Actual construction works, he said,  did not begin until January 16, 2013 – 15 months after the signing of the contract and the Supervising Consultants (MMM Group Limited in association with CEMCO) did not begin their supervision until July 1, 2014, which meant that CHEC toiled for over 18 months without independent supervision. The contract signed by the then PPP/C Government also allowed for the provision of sand free of cost to the contractor within a 12 km radius of the project and further committed the government to pay US$3.115 per cubic metre for the “exploit and transportation of sand”.

Mr Patterson added that soon after the start of the works in 2013, the soil conditions in the proposed northeast runway were found to be unsuitable, a defect he said that could have been detected if studies had been executed before the signing of the contract. The decision by the PPP/C government to extend the runway in the southwest direction also resulted in additional excavation and sand-filling, he said.

Mr Patterson also said that when it entered office in 2015, the APNU+AFC government was presented with a project that was “badly performing” as almost 35 per cent of the monies had been exhausted and the contractor had claims for over US$44 million, and if successful, the government would have paid US$90 million for less than seven per cent of the actual work.

An assessment of the project was done in 2015 and he said the government was presented with the following options: abandon the project which entailed the risk of losing all the monies paid to the contractor as well as a possible court case; assign additional funds to the project, estimated at approximately US$35 million to make up for the defective preliminary planning and execution; or complete the project within the allocated contract sum.

After deliberations, the Minister said that Cabinet opted for the last option: that the contract sum remain at the same level; the runway be completed to international specifications; the terminal buildings constructed to adequately accommodate the projected passenger increase; and that no residents of Timehri North be unnecessarily removed.

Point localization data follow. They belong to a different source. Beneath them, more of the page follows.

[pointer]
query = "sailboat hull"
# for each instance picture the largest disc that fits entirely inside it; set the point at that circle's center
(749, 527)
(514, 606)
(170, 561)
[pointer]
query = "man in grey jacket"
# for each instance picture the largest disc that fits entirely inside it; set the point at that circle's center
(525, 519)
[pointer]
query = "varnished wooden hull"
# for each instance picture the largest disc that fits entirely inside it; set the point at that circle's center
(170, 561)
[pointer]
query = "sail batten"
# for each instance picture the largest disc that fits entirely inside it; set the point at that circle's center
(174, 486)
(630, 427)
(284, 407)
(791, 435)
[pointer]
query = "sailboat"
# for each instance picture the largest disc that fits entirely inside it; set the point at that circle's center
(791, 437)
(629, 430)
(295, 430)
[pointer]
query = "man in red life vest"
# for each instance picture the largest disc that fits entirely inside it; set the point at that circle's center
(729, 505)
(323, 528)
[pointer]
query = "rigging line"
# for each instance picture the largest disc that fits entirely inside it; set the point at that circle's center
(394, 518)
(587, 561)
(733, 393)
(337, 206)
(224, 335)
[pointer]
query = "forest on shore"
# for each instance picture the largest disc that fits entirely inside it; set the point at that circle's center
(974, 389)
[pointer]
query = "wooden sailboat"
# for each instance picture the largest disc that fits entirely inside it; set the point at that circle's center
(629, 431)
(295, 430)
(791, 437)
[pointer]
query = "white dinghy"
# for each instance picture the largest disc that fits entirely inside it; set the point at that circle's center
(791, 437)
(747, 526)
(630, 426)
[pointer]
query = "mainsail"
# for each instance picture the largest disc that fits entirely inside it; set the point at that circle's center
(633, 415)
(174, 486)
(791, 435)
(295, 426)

In a response to Minister Patterson, the then PPP/C Minister of Works Robeson Benn had contended that his government entered into a Fixed-Price Contract with CHEC for the expansion of the CJIA. He said that payment was made on the usual 30 per cent mobilisation advance to CHEC, which was bonded. He added that initial delays in project start-up occurred as CHEC sought to extract an increase in the project sum by US$30 million but that their effort was refused based on international contracting rules for Fixed-Price Contracts and the considered view that the increase was not warranted.

Mr Benn also said that by 2015, performance schedules of many national contracts were in difficulty because of budgetary cuts imposed by the then APNU and AFC parliamentary opposition and, according to him, it is now evident that the project seems to have been tremendously modified with the effect of impairing its original intended validity and integrity.

Vital governance issues are at stake here. Were the requisite studies of the airport expansion project available prior to a funding decision? Did the move to accept the Chinese loan violate the country’s sovereign right to make these decisions as part of a process that involved Cabinet? Did the assigning of funding and the selection of CHEC violate the procurement rules of the country? Did the contractor improperly seek to vary the cost of the project? Has Guyana obtained value for money from the project? What penalties are ascribable to CHEC over lengthy delays in the project and have these been imposed?

Given that Guyana has signed on to China’s Belt and Road Initiative, it is imperative that the airport expansion project be rigorously investigated and the lessons learned from it applied to future offers of assistance and projects of this type.